November RBA interest rate decision: HOLD.
It appears last quarter's lower-than-expected inflation numbers released by the Australian Bureau of Statistics were not enough to tempt the Reserve Bank of Australia's (RBA) hand in lowering official interest rates today.
The RBA said:
"While GDP growth has been somewhat below longer-term averages for some time, business surveys suggest a gradual improvement in conditions over the past year. This has been accompanied by somewhat stronger growth in employment and a steady rate of unemployment."
"Inflation is low and should remain so, with the economy likely to have a degree of spare capacity for some time yet. Inflation is forecast to be consistent with the target over the next one to two years, but a little lower than earlier expected."
Despite core inflation of just 2.1% being marginally inside the RBA's target range of 2% to 3%, the RBA was happy to keep record-low 2% official interest rates as they were.
A lower dollar has enabled both the mining and non-mining sectors of the economy to become more competitive generally, the RBA said.
Moreover, regulatory change and increases in interest rates on major bank mortgages provide relief in surging house prices throughout Australia. "Supervisory measures are helping to contain risks that may arise from the housing market," the RBA said.
In October, the RBA said, "further information on economic and financial conditions to be received over the period ahead will inform the board's ongoing assessment of the outlook and hence whether the current stance of policy will most effectively foster sustainable growth and inflation consistent with the target." Many pundits expected this statement left the window open for the central bank to adopt an easing bias.

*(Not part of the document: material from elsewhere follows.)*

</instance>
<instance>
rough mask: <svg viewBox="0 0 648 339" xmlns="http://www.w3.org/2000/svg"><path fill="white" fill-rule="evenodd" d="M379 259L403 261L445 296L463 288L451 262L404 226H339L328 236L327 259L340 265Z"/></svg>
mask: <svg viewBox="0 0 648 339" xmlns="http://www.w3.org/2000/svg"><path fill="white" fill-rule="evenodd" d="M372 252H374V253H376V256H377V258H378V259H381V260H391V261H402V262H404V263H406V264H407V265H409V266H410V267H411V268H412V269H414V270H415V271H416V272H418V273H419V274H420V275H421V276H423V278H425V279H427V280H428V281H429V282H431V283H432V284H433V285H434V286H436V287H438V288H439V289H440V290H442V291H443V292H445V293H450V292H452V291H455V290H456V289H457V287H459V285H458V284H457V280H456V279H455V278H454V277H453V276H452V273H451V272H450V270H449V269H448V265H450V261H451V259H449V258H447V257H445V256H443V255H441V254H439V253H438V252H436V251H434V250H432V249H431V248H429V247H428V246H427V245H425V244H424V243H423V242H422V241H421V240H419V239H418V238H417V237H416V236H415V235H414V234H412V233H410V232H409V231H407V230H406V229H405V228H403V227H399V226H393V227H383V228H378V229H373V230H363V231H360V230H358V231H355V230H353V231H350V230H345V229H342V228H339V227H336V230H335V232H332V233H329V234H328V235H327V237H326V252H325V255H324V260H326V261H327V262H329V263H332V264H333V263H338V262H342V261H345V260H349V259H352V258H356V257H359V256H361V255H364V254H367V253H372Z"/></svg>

Yet today, the RBA simply said leaving rates unchanged was appropriate to support demand and it would continue to monitor inflation and the growth outlook. Indeed, despite the hold decision it acknowledged, "the outlook for inflation may afford scope for further easing of policy, should that be appropriate to lend support to demand." Adding, "The Board will continue to assess the outlook, and hence whether the current stance of policy will most effectively foster sustainable growth and inflation consistent with the target."
3 stocks to benefit
While the Australian dollar could be expected to head higher from here, selling of shares in Commonwealth Bank of Australia (ASX: CBA), Telstra Corporation Ltd (ASX: TLS) and National Australia Bank Ltd. (ASX: NAB) may put downwards pressure on the S&P/ASX 200 (Index: ^AXJO) (ASX: XJO). Savvy investors could look to use any weakness in share prices as an opportunity.